Grief is a powerful force, one that can bring people together and force them to confront uncomfortable truths about themselves. That is one of the main themes of the new PlayMakers Repertory Company show “Jump," premiering Jan. 26.
"Jump" centers around Fay, played by graduate student April Mae Davis, a young woman who returns to her hometown to help her father following a death in the family. As the play continues, more information is revealed about Fay, her sister, her family and her mental health.
“We start to kind of learn more about how Fay is experiencing the world and more about what happens when she’s forced to deal with a very hard truth about her sister,” Director Whitney White said. “It deals a lot with mental health; it deals a lot with how to repair family ties and how to connect with new people.”
The presence of mental health and grief as major plot points in the show is an element that drew White to “Jump” in the first place. Fay and her family are Black, and the possibility of portraying a non-white family in “a refreshing, honest and human way,” was appealing to the director.

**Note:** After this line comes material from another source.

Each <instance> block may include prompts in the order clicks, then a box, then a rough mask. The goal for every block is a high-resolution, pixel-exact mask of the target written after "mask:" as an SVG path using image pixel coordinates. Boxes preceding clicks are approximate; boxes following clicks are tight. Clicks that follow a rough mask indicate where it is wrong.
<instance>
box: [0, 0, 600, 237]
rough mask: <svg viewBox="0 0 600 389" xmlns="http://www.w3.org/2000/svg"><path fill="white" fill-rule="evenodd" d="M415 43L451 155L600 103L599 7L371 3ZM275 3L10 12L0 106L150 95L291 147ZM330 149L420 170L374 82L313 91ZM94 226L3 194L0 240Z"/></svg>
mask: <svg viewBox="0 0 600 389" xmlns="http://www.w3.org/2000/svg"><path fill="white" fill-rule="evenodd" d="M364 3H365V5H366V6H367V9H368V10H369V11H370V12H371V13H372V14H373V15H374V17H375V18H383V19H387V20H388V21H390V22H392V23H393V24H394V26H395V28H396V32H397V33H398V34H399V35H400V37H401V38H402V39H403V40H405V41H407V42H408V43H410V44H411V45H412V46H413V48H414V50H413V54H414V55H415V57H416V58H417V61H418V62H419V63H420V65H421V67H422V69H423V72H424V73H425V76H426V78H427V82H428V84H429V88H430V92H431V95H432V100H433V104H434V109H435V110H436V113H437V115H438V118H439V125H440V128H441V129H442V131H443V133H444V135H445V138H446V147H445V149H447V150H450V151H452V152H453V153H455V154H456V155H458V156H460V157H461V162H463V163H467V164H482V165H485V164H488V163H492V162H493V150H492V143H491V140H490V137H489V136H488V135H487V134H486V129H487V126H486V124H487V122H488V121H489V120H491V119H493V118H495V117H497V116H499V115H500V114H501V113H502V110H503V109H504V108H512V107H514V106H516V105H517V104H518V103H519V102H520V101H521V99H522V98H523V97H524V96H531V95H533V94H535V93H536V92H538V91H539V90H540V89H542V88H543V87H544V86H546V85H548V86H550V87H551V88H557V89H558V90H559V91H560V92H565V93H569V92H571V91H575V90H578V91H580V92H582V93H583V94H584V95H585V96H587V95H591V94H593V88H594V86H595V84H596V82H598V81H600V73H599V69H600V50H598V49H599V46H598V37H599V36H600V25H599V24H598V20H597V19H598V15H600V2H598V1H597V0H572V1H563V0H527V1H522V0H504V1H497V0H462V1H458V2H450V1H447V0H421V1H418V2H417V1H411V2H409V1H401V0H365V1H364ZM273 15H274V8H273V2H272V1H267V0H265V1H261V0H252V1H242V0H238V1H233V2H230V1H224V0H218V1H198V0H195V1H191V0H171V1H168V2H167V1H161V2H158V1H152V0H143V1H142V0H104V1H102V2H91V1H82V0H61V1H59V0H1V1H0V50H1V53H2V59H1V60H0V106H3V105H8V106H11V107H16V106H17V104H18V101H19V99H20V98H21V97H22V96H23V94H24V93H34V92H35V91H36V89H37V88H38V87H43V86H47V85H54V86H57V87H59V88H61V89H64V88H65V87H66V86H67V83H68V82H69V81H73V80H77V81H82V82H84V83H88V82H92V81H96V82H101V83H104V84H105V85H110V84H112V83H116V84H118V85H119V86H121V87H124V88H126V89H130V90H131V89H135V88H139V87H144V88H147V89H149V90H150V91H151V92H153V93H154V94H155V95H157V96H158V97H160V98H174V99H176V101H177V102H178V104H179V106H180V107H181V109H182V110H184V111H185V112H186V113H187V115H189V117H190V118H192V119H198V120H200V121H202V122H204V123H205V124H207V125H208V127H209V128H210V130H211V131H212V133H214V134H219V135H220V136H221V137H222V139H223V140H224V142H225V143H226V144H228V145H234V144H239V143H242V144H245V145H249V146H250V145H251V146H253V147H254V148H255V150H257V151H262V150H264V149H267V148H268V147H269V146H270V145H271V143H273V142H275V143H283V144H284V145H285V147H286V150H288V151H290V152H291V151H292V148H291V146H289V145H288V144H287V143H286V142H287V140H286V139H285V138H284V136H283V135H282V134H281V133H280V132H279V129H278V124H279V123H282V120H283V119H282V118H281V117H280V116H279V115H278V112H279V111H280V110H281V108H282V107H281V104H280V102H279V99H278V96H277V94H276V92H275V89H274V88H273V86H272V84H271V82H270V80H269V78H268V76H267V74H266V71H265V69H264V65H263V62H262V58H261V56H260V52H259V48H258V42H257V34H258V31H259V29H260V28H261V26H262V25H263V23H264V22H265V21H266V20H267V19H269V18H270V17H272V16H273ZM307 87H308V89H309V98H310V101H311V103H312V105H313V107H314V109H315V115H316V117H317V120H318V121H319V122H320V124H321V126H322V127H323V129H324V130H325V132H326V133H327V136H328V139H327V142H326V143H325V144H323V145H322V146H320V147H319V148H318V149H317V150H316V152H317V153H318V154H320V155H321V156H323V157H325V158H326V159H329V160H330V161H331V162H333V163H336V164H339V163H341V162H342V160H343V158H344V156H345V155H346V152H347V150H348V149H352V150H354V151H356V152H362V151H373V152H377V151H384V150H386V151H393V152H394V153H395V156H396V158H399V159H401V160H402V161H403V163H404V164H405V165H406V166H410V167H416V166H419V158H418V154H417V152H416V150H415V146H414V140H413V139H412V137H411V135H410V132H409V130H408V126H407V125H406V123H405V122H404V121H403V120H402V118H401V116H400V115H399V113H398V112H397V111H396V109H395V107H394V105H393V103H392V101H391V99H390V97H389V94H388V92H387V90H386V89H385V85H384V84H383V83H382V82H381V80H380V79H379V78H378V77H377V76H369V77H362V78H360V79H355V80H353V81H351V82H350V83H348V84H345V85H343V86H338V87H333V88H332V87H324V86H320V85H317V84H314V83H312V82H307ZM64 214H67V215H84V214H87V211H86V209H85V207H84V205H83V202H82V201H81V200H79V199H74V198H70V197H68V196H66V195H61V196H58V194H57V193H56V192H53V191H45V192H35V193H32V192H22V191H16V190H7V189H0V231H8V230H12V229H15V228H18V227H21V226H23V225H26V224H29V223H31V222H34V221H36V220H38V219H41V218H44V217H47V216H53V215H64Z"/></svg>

“Charly (Evon Simpson), the playwright, has definitely written about a beautiful Black family that’s struggling with grief and loss,” Davis said. “We’re able to just come at it with the truth of these characters and the desires, just bringing out the desires of the characters that any human being can have. It just happens to be a Black family.”
The play’s pivotal scene revolves around a bridge, shown in the play’s artwork. It is here that Fay will meet a stranger with whom she will find an unexpected connection, one she can bond with over their mental health issues.
“I think what’s really exciting is like we see two strangers connect IRL, like in real life,” White said. “There’s something so powerful and attractive and just hopeful about that. Everything is done on the internet now, and I think the possibility of connecting with a human in real life is one of the most powerful things you can see.”
Davis said all the different characters are involved with the bridge at some point, but the scene between Fay and the stranger is what will bring all the themes of the play together. It is here where the protagonist will have to reckon with the state of her own mental health and the truth of her reality.
“Jump” is premiering at PlayMaker Repertory on Jan. 26, but Simpson has been working on and tweaking the show for months, using various different workshop productions. Jan. 26 will be the first time the show is put together with the full production value of a professional show.
Premiering new shows has been a goal of PlayMakers; the repertory is taking part of the National New Play Network Rolling World Premieres system, a program that helps new shows premiere at multiple locations. “Jump” will run at PlayMakers from Jan. 26 to Feb. 10 before moving to three additional theaters elsewhere in the country.